Geographical Features (HPC)#
import pvdeg
import numpy as np
Create Scenario and Populate Location#
The default geospatial datapoints for addLocation are from the Americas satellite. This is the only data we are interested in for this case so don’t specify any location arguments. To speed up calculations we will downsample to get coarser data. The downsampling function is not linear. A downsample factor of 10 takes us from 2018267 entries to only 5109.
features = pvdeg.GeospatialScenario(name="finding-features")
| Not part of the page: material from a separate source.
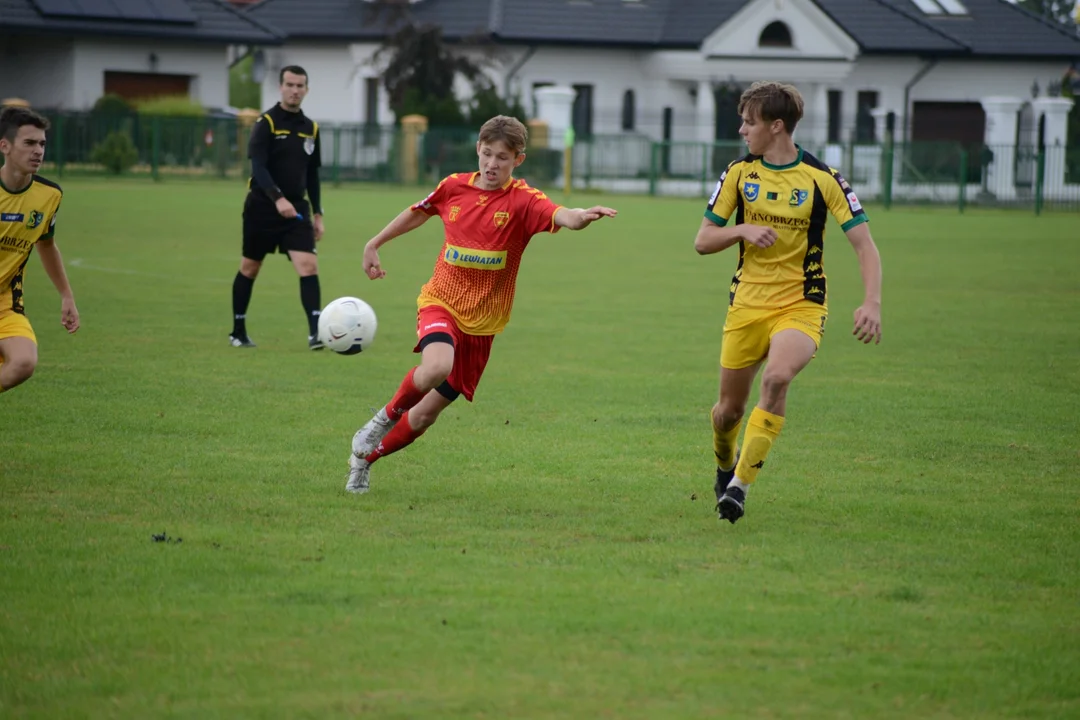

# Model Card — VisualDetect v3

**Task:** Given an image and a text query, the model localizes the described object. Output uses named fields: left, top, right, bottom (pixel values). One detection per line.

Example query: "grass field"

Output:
left=0, top=175, right=1080, bottom=719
features.addLocation(downsample_factor=10)
Intro to KDTrees#
A K dimensional tree is a datastructure for organizing n points in a k dimensional space. They are often used for nearest neighbors searches and many ML algorithms. Letting k = 2, our dimensions will be latitude and longitude. This is much faster than iterating over tabular data structures to find neighbors. The function to create a kdtree below requires scikit learn (also known as sklearn), a python machine learning library which is not included in the pvdeg dependency list so you will have to install it independently. Scipy also has a kdtree class but it is much slower. Depending on the number of datapoints the tree build time could be quite long but for our purposes, the cell below will be quick.
tree = pvdeg.geospatial.meta_KDtree(meta_df=features.meta_data)
Remaining Points After Downsampling#
Use plot_coords to see all latitude longitude coordinate pairs included in a scenario’s metadata. You can provide corners of a bounding box to change the extent of the matplotlib plot.
features.plot_coords()
Identifying Mountains from Geospatial Data I#
Identify moutains by using the function below. There are currently 2 methods to identify mountains from our data. Both will add a column to our GeospatialScenario.meta_data attribute called mountain containing boolean values that represent if a data point is in/near mountains or not near mountains.
classify_mountains_weightsuses k nearest neighbors search and calculates local changes in height with different methods, the default is themeanabsolute change compared to a points neighbors, then it assigns a weight to each point. If the remaining points are above the threshold then the percentile argument determines sensitivity to classifying points as mountains (higher weight, more mountainous). Much better than the following option.classify_mountains_radiiuses 2 nearest neighbors radius searches at each point and compares the average elevation of the inner circle to the avg radius of the circle.
features.classify_mountains_weights(kdtree=tree)
Identifing Mountains from Geospatial Data II#
We do not need to provide a kdtree when we call this method. We can provide a kdtree if we create one first with pvdeg.geospatial.meta_kdtree but it will work without supplying it.
GeospatialScenario will create a kdtree internally for us. So the method can simply be called as shown below.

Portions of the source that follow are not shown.